Graham Tatters

Personal information
- Full name: Graham Tatters
- Date of birth: 28 June 1985 (age 40)
- Place of birth: Elgin, Scotland
- Height: 5 ft 10 in (1.78 m)
- Position: Defender

Team information
- Current team: Hatyai FC

Youth career
- 2001–2003: Elgin City

College career
- Years: Team / Apps / (Gls)
- 2004–2008: Charlotte 49ers / 39 / (4)

Senior career*
- Years: Team / Apps / (Gls)
- 2009: Wilmington Hammerheads / 13 / (0)
- 2009–2010: Elgin City / 9 / (1)
- 2010: FC Tampa Bay / 16 / (0)
- 2011: Woodlands Wellington / 0 / (0)
- 2012;: Hat Yai F.C. / 0 / (0)

= Graham Tatters =

Scottish footballer

Graham Tatters (born 28 June 1985) is a Scottish footballer who plays for Hat Yai F.C. in the Thai Second Division.

==Career==

===Youth and college===
Tatters was a trainee and youth player at Scottish club Elgin City, and was named Elgin's U-16 Player of the Year in 2001, before moving to the United States to play college soccer at University of North Carolina at Charlotte in 2004. He was named to the A10 All Championship Team and the Davidson Adidas Classic All Tournament Team in 2007, and was his team's Most Valuable Player in 2007 and 2008.

He redshirted his sophomore season in 2005 after being diagnosed with lymphoma, but recovered to continue his college career the following year.

===Professional===
Tatters turned professional in 2009 when he signed for the Wilmington Hammerheads of the USL Second Division.
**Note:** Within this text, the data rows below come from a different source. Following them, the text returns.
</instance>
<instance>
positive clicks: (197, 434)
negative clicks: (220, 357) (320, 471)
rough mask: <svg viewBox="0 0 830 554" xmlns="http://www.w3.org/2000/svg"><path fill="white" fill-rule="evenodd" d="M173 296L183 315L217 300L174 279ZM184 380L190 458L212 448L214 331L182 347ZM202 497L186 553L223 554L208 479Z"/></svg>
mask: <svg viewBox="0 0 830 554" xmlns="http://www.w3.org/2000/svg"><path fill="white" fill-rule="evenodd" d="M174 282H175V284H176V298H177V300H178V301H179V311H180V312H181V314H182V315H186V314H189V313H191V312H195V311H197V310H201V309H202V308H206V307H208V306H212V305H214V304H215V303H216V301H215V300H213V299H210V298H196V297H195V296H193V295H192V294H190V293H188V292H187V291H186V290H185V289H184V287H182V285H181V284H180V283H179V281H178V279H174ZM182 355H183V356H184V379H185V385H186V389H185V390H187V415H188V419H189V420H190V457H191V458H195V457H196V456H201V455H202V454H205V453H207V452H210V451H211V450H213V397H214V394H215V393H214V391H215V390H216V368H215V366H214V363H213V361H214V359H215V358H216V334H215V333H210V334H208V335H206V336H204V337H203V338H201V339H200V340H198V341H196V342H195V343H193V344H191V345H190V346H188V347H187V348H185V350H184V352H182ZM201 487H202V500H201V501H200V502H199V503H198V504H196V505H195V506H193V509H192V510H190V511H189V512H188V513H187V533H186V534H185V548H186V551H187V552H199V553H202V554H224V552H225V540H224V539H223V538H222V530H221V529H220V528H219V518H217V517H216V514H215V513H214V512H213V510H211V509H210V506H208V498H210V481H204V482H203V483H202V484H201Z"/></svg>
He made his professional debut on 5 June 2009 in a 1–0 win over the Bermuda Hogges.

Tatters rejoined Elgin City in October 2009, before returning to the United States in early 2010 to play for FC Tampa Bay in the USSF Division 2 Professional League.

Tatters signed for Singaporean S-League club Woodlands Wellington in 2011, and made his debut for the club on 14 February in a game against Hougang United. He was released by the club in the 2011 off-season.

In 2012, he signed for Hat Yai F.C. and currently plys his trade in the Thai Second Division.

==Personal==
In 2010 Tatters' became a member of the Live Strong Foundation as a "Global Envoy" helping to raise awareness about issues relating to cancer.

Tatters' father, Graham Tatters Sr., is the former manager of Scottish Highland League club Lossiemouth, and the current chairman of Elgin City.

Married to Dana Clay Tatters from Shelby, NC.